If git is not installed on this cluster, you may either install it yourself, or just synch the source code across from elsewhere. The second option is probably easiest. Use ‘rsync’ to copy the source code from your own machine onto the cluster.

To load the modules required for compiling and running, and set up $PATH, add the following to the .bashrc file:

module purge
module load openmpi/gcc493
module load readline

export DGD=$HOME/dgdinst
export DGD_REPO=$HOME/dgd
export PATH=$PATH:$DGD/bin
export DGD_LUA_PATH=$DGD/lib/?.lua
export DGD_LUA_CPATH=$DGD/lib/?.so

At the time of writing (16th May 2018), the openmpi module for gcc installed on NSCC is for gcc4.9.3. You might need to check for newer versions if it becomes obsolete in the future. Another thing to note is that once the openmpi/gcc493 module is loaded, it automatically loads gcc/4.9.3 and an extra bunch of C libraries.

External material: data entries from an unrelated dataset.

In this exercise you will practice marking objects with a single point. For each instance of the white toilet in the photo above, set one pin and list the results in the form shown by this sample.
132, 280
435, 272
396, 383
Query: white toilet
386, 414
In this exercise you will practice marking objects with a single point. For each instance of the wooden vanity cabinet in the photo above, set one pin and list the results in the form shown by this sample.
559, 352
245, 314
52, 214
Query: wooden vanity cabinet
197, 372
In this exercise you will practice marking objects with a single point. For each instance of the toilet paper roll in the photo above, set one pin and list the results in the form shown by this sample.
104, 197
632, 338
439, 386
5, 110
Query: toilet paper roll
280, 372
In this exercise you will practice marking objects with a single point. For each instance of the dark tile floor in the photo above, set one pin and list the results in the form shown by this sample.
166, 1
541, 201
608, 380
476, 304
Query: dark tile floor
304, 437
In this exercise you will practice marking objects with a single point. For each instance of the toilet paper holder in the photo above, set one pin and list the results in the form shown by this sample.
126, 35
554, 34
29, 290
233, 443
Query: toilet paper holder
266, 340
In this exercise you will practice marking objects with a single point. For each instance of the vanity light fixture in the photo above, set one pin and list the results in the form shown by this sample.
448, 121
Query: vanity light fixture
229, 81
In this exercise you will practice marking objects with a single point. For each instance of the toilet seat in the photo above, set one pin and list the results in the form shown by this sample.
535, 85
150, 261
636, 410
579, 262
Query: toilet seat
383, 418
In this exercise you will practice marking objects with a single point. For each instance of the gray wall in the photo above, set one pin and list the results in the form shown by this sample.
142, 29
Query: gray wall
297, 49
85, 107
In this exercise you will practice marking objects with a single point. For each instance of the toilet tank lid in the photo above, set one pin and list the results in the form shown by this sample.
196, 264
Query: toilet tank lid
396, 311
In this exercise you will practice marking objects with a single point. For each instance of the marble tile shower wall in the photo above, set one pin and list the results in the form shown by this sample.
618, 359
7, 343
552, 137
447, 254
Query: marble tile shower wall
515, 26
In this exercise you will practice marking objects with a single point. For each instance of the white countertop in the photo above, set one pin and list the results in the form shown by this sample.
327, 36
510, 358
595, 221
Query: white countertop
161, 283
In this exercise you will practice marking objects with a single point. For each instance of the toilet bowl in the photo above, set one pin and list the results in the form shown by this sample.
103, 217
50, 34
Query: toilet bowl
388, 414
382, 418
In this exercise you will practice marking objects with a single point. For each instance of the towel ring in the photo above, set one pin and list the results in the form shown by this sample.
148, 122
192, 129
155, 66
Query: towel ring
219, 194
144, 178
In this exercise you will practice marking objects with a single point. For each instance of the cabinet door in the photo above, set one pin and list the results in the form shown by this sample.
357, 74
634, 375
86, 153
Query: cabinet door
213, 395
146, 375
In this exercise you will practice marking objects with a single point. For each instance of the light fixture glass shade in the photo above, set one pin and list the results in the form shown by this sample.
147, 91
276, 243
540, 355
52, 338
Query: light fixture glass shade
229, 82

To install the MPI version:

cd dgd/src/eilmer
make FLAVOUR=fast WITH_MPI=1 install

To complete the install, remember to set your environment variables as described on the quick start page.

Running

Where possible, try to use a full nodes at a time on NSCC. That means trying to set up your simulations to use 24 cores per node. Here is a job script that uses 3 nodes or 72 CPUs.

#!/bin/bash
#PBS -q normal
#PBS -N MyJob
#PBS -l select=3:ncpus=24:mem=72G:mpiprocs=24:ompthreads=1
#PBS -l walltime=23:59:59

cd $PBS_O_WORKDIR
mpirun e4mpi --job=MyJob --run > LogFile

In this example, LogFile contains the log of Eilmer execution, which can provide useful info for status checking and debugging.